Except here's the most ironic part of this whole story, maybe the most important one too: Microsoft seems to be making pretty much the same move, just quietly. Sources point to the next Xbox, known internally as Project Helix, also shipping without a disc drive, though the company hasn't confirmed that officially yet. And they're already testing a disc to digital feature that converts ownership of an old physical disc into a license tied to whoever's holding the disc at that moment. So people mad at Sony and threatening to switch teams might find out there isn't much of a refuge over there either. The underlying fight, increasingly, seems to be against the whole digital ownership model, not against one specific manufacturer.
Industry analysts have been pretty blunt about the reasoning behind all this: digital gives you a bigger margin, no manufacturing cost, no logistics, no retailer taking a cut of the sale. That's why the general read is that this decision isn't getting reversed, even with part of the community reacting badly right now in the heat of the moment. There was another detail from that same meeting that I found telling: the company doesn't just want to sell hardware, it wants to sell a full experience, with service, subscription, and proprietary peripherals all tied into the same ecosystem. The more portable and more digital that gets, the easier it is to control the whole player journey, from purchase to wherever and however they end up playing.

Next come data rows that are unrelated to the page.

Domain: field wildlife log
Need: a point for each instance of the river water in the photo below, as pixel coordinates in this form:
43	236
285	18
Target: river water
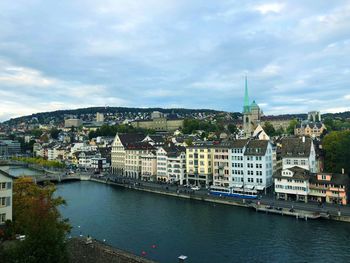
205	232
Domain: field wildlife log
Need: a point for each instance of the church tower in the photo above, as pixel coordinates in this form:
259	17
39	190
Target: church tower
251	113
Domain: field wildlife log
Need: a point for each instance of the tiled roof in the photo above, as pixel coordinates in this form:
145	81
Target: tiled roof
256	148
295	147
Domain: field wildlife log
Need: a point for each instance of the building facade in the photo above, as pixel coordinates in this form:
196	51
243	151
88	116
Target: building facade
6	185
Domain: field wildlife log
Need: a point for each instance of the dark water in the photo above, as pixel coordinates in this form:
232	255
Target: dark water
202	231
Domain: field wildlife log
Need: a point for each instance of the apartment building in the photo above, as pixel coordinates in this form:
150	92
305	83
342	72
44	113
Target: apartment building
133	162
199	164
6	185
121	141
298	152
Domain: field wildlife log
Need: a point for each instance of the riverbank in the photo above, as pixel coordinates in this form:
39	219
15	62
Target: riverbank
259	206
97	252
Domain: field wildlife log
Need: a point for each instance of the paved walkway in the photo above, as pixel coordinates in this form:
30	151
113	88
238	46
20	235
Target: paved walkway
265	199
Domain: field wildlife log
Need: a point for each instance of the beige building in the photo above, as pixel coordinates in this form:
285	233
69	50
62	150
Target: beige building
133	160
6	185
69	123
149	166
159	122
121	141
199	164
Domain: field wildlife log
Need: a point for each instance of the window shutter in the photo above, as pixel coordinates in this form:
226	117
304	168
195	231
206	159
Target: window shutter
8	201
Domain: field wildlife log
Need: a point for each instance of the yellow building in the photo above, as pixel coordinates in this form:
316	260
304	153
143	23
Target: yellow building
199	164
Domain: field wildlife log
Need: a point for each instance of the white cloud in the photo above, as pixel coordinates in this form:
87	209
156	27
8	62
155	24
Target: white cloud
269	8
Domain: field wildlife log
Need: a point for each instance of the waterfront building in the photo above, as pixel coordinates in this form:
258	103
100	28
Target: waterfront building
171	164
292	184
100	117
119	145
149	166
199	164
133	161
73	123
6	183
329	188
160	122
251	114
298	152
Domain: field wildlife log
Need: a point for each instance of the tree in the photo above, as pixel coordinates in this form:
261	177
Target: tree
232	128
336	145
291	126
269	129
36	215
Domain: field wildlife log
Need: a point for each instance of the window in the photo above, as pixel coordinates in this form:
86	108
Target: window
2	218
2	201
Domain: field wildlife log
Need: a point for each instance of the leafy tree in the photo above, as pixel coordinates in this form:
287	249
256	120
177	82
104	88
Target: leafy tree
269	129
36	215
291	126
336	145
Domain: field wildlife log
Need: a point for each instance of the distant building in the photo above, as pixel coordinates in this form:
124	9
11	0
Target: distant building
160	122
73	123
298	152
6	185
100	117
251	114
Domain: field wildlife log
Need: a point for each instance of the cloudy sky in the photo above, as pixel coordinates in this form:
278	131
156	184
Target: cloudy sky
174	53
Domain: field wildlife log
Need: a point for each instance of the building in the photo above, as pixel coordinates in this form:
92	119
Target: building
292	184
171	164
100	117
6	185
298	152
121	141
251	114
312	129
329	188
160	122
133	161
199	164
73	123
149	166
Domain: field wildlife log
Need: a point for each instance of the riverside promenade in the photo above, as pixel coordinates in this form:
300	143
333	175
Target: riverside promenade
266	204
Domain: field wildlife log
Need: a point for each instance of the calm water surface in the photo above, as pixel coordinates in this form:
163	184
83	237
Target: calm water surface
204	232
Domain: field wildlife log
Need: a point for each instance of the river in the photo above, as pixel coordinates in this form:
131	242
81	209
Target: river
205	232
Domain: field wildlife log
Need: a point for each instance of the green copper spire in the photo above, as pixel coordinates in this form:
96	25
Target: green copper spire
246	107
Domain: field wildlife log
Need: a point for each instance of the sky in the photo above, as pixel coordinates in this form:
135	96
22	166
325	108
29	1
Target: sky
69	54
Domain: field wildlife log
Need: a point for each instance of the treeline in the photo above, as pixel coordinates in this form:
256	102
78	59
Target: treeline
111	131
40	161
336	145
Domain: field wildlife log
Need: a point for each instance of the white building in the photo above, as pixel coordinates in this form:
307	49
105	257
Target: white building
244	165
292	184
299	152
171	164
121	141
6	183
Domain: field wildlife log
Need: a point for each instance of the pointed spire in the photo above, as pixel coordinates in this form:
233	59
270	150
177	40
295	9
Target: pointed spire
246	97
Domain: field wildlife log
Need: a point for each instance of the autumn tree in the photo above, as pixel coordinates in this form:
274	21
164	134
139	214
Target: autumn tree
36	215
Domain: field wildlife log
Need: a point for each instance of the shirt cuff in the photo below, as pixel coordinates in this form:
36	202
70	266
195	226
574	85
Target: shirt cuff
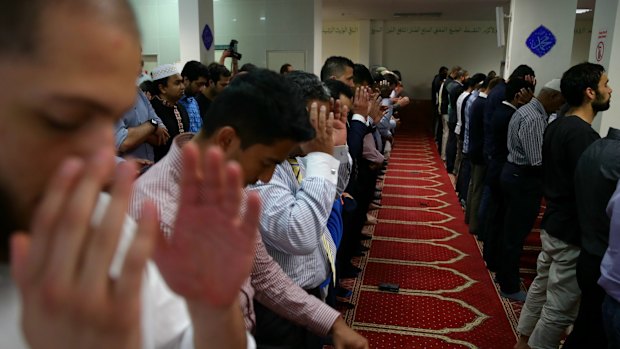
322	165
341	152
360	118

Is it worth worrying about? Depends on what kind of player you are, honestly. If you like buying physical games, reselling them later, lending them to a friend, or just enjoy having an actual shelf of a collection, this news is genuinely annoying and the concern makes sense. The model coming down the pipe puts even more control in manufacturers' hands over what you can do with something you technically paid for.
On the other hand, if your priority is playing anywhere without swapping media, with your whole library always on hand, a portable, digital first PlayStation might be exactly what was missing, especially if the price ends up competitive against building an equivalent PC from scratch, which these days is not cheap by any measure.
Either way, it's fair to say Sony isn't making this move blind. The conversion of the Austrian factory, the investment in proprietary peripherals, the repeated talk about an exclusive experience beyond the living room, all of it points to a strategy that's been stitched together for years. The real question at this point isn't whether this is happening. It's whether players are willing to pay the price of all that convenience with the loss of actual ownership over their own games.